Das redes sociais
João Melo
Opinião/ DN
Não
me apercebi (falha minha?) de tê-lo lido na imprensa mainstream local,
mas, segundo os serviços de informação da ONU, Roger Waters, músico do
icónico grupo inglês Pink Floyd, fez uma intervenção no último dia 8,
durante uma sessão especial do Conselho de Segurança sobre as ameaças à
paz e à segurança internacionais, em que, corajosamente, defendeu
posições contrárias às propaladas pela propaganda, tanto ocidental como
russa, acerca do conflito na Ucrânia.
Resumidamente,
disse ele: a guerra desencadeada em fevereiro de 2022 pela Rússia é
ilegal, mas foi longamente provocada pelo Ocidente. Por isso,
acrescentou, ele condena tanto os que começaram a guerra, como os seus
provocadores. Waters, que disse falar em nome da maioria dos sem voz
neste conflito e de todos aqueles que não ganham nada com a indústria
bélica, fez um apelo vibrante a um cessar fogo imediato, sem ifs (ses)
nem buts (mas).
Apenas
dois dias depois, o Papa Francisco, em entrevista a um canal de
televisão suíço, considerou a guerra na Ucrânia um conflito entre
interesses imperialistas (sem aspas, aproveito eu para dizer). "Há [na
guerra ucraniana] interesses imperialistas, não apenas do império russo,
mas dos impérios dos outros lados. As grandes potências estão todas
envolvidas. É típico dos impérios colocar as nações em segundo lugar",
disse.
Por enquanto, e
embora estejam a aumentar, vozes como essas ainda parecem em minoria não
apenas no discurso público do Ocidente, incluindo jornalistas (?) e
intelectuais, mas na atuação dos seus políticos. Parafraseando Viriato
Soromenho-Marques neste jornal, no passado dia 25 de fevereiro, vive-se
um momento em que "a pulsão da morte se liberta com particular
exuberância".
O autor
lembrou algo em que é imperioso insistir sempre, contra os arautos da
guerra pela guerra: o eventual sucesso da Ucrânia, ou seja, a sua
vitória militar, a acontecer, não deve ser "uma vitória de soma zero,
pois haveria interesses fundamentais da Rússia a ter, desejavelmente, em
conta". E acrescentou: -- "Levada ao limite, a Rússia, ao contrário da
União Soviética, não parece inclinada a perecer sozinha".
É
bom lembrar quais são alguns dos interesses russos que é avisado levar
em conta: a expansão da OTAN até às suas fronteiras e, principalmente, o
estatuto das regiões russófonas da Ucrânia. Recorde-se igualmente que
isso não seria problema nenhum, caso os acordos de Minsk, assinados em
2015, tivessem sido cumpridos. Mas sabemos agora, pelas revelações de
Ângela Merkel e François Hollande, que nem as autoridades ucranianas nem
a OTAN pretendiam respeitar tais acordos. Omitir esse facto na
identificação de responsabilidades para a guerra iniciada pela Rússia em
2022 tem nome: desonestidade.
A
necessidade de atender aos interesses russos em certas regiões da
Ucrânia, em nome da paz, não significa -- esclareça-se -- negar aos
ucranianos o direito de possuírem um país independente e soberano.
Como
sublinhou o analista angolano Jonuel Gonçalves, em artigo recente na
revista Athena (3 de março de 2023), a Ucrânia, embora seja um estado
recente (está independente desde 1991), "é uma comunidade e um
território muito antigos, igual a alguns estados leste-europeus, à quase
totalidade do continente africano ou a países da Ásia-Pacífico".
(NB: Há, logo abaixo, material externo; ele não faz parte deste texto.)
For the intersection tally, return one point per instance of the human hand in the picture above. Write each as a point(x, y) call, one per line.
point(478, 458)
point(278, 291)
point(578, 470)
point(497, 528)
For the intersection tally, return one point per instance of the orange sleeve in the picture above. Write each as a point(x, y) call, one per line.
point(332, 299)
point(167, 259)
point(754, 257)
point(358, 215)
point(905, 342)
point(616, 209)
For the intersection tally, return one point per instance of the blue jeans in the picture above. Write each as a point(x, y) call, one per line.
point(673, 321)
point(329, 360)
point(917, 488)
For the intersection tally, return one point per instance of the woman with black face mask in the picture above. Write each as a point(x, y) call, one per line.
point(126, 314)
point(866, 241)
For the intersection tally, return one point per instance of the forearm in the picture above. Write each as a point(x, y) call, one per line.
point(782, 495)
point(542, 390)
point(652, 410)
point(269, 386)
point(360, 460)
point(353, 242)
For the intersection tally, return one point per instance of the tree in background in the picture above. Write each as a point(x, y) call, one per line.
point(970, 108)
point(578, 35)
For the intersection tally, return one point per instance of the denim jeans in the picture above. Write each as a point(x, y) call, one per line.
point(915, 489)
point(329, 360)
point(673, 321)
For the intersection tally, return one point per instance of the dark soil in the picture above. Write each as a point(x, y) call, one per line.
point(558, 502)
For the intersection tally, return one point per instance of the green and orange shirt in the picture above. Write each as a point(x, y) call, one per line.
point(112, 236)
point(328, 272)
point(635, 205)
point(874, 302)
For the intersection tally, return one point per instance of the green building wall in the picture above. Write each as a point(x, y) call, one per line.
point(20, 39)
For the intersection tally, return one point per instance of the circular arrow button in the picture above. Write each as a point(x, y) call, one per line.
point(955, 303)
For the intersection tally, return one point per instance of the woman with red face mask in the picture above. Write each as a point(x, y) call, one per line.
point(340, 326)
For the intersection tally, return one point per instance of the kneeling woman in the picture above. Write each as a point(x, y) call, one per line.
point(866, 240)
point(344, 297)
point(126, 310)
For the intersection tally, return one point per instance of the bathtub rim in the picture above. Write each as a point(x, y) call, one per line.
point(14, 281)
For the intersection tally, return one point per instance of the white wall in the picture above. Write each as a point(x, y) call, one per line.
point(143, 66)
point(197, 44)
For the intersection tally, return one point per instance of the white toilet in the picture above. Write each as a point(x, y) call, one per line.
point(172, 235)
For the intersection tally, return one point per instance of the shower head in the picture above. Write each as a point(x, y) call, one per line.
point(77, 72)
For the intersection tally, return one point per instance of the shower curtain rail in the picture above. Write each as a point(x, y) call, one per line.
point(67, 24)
Entretanto, acordos de natureza variada entre países que partilham
certas comunidades são comuns na história da humanidade.
A
pretensão de influentes círculos ucranianos no sentido de edificarem
uma nação "pura" e "nórdica", classificando de "sub-humanas" as
populações de origem russa, além de não ter nada a ver com a pretensa
"batalha pela democracia" em curso na região, não é, evidentemente, boa
conselheira. Muito menos o é a estratégia do complexo EUA/OTAN no
sentido de enfraquecer a Rússia, visando o seu verdadeiro alvo: a China.
É preciso parar com toda esta loucura imediatamente, antes que seja tarde demais para toda a humanidade.